# Beamer geht einfach aus. Acer H6510BD



## F_r_a_n_Z (13. September 2013)

Hi,
wir haben uns vorgestern bei Amazon einen Acer H6510BD gekauft.
jetzt ist das problem das wenn wir den Beamer einschalten und kucken schalte der sich nach 6 oder 7 min aus.
wenn wir versuchen den beamer dann wieder anzuaschalten leuchter die blaue LED was "Lampenneuversuch"
bedeutet. des blinkt dann bissl und dann schalter die LED´s auf "Lampe versagt" um. aber der beamer bleibt bis er sich ausschalten kalt und die temperatur LED leuchtet nicht auf. also kann es eig kann kein temperatur problem sein. wenn man den dann weng stehen lässt geht er i-wann dann wieder. auch läuft er teilweise mal 2 st und dann wieder mal nur 6min.
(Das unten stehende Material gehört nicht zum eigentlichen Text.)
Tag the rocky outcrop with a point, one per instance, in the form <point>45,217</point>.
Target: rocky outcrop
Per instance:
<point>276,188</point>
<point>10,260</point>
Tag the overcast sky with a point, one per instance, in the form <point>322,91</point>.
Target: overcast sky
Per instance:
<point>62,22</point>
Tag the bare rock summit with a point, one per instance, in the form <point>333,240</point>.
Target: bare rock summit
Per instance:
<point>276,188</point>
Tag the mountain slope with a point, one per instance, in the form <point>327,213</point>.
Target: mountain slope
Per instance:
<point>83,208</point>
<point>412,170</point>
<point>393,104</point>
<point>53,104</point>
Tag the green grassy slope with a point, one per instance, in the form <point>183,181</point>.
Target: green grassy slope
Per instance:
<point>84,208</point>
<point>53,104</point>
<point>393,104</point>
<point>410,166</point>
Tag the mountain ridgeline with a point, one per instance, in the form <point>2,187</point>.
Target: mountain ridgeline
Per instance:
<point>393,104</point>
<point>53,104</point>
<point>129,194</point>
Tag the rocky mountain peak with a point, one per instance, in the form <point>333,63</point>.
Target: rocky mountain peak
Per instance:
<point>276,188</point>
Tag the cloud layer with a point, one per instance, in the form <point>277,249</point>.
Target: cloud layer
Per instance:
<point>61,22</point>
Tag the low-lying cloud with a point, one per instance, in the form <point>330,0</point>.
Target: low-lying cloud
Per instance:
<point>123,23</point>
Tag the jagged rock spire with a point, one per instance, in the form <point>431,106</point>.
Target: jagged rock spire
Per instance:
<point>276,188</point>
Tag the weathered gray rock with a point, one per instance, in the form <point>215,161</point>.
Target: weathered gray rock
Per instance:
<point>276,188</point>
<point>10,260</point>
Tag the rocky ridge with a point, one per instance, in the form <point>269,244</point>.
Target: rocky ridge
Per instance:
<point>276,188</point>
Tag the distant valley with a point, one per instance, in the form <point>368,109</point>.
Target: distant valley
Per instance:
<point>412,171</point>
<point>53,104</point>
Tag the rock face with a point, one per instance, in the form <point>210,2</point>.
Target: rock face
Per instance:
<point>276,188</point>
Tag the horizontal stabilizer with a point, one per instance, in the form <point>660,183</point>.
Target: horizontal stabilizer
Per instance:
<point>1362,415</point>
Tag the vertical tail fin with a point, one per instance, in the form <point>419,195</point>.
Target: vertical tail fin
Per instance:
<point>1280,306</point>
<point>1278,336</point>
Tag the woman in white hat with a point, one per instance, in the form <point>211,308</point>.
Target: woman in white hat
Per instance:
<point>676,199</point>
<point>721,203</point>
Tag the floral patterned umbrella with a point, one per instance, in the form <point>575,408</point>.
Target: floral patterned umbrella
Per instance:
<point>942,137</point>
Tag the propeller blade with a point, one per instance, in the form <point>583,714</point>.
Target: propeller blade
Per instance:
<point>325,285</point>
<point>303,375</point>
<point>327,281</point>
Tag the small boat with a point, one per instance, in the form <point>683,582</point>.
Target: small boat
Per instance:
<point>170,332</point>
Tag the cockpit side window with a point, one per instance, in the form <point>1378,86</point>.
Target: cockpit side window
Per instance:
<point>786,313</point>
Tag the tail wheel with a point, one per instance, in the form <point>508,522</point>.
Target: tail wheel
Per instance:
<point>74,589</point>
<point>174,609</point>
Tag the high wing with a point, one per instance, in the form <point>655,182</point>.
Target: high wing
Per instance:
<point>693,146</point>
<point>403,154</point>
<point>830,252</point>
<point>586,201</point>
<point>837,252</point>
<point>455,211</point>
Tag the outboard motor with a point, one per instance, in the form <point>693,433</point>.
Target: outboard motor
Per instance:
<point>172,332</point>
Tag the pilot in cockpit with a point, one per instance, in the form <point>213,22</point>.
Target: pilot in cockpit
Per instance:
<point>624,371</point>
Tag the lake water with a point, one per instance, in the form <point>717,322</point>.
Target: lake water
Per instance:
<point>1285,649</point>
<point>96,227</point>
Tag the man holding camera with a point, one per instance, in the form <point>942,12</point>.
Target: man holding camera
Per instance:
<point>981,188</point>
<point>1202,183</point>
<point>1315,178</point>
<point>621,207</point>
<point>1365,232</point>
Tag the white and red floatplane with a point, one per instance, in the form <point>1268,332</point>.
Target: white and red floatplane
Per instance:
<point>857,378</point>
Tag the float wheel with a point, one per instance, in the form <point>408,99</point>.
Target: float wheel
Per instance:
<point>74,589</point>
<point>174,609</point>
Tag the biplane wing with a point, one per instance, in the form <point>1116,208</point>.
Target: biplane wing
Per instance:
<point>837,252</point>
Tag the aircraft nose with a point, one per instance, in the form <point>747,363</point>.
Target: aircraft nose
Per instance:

woran kann das liegen ist da die birne schon kaputt oder welche ursachen gibt es naben der Temperatur.

mfg


----------



## Combi (13. September 2013)

zurück schicken..2 wochen gewährleistung..
ohne angabe von gründen zurück schicken.
kannst ja reinschreiben,dass der einfach ausgeht.aber behalten würde ich das ding nicht...


----------



## F_r_a_n_Z (14. September 2013)

ja hammer auch gemacht zurück geschickt und neuen bestellt


----------